The Bank of Ghana is to work with commercial banks to develop investment-linked remittance products aimed at channelling a greater share of diaspora inflows into business expansion, infrastructure projects and long-term capital formation.
It forms part of broader efforts by the central bank to leverage improving macroeconomic conditions and a stronger banking sector to support productive economic activity and deepen domestic financial markets.
To that effect, Governor Johnson P. Asiama engaged with chief executives of banks in Accra and told them the central bank would collaborate with product leads across the banking industry and other stakeholders to strengthen mechanisms that convert remittance inflows into investments rather than consumption.
Dr. Asiama added that such efforts would help deepen financial markets, strengthen economic resilience and support sustainable growth.
The move comes as the country’s external position continues to strengthen. The country recorded a current account surplus of US$3.1 billion in the first quarter of 2026, supported by strong export earnings from gold and cocoa as well as stable remittance inflows. Gross International Reserves rose to US$14.4 billion, equivalent to 5.7 months of import cover, providing a stronger buffer against external shocks.
It also aligns with the central bank’s broader push for banks to increase support for productive sectors of the economy as macroeconomic stability improves.
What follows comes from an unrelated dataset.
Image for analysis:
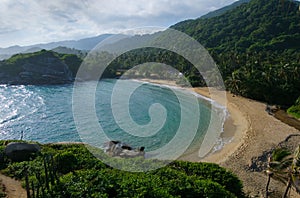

The Governor said the long-term sustainability of the financial system depends on the performance of the real economy, which generates quality credit demand, employment and sustainable growth.
He encouraged banks to take advantage of declining interest rates, advances in financial technology and a more stable economic environment to develop innovative financial products tailored to households and businesses.
The remittance initiative was announced against the backdrop of an economy that the central bank says remains resilient despite uncertainties in the global environment.
The Monetary Policy Committee recently kept the policy rate unchanged at 14 percent, citing broadly balanced risks to inflation and growth. The decision was intended to preserve price stability while supporting the recovery in economic activity and private-sector credit growth.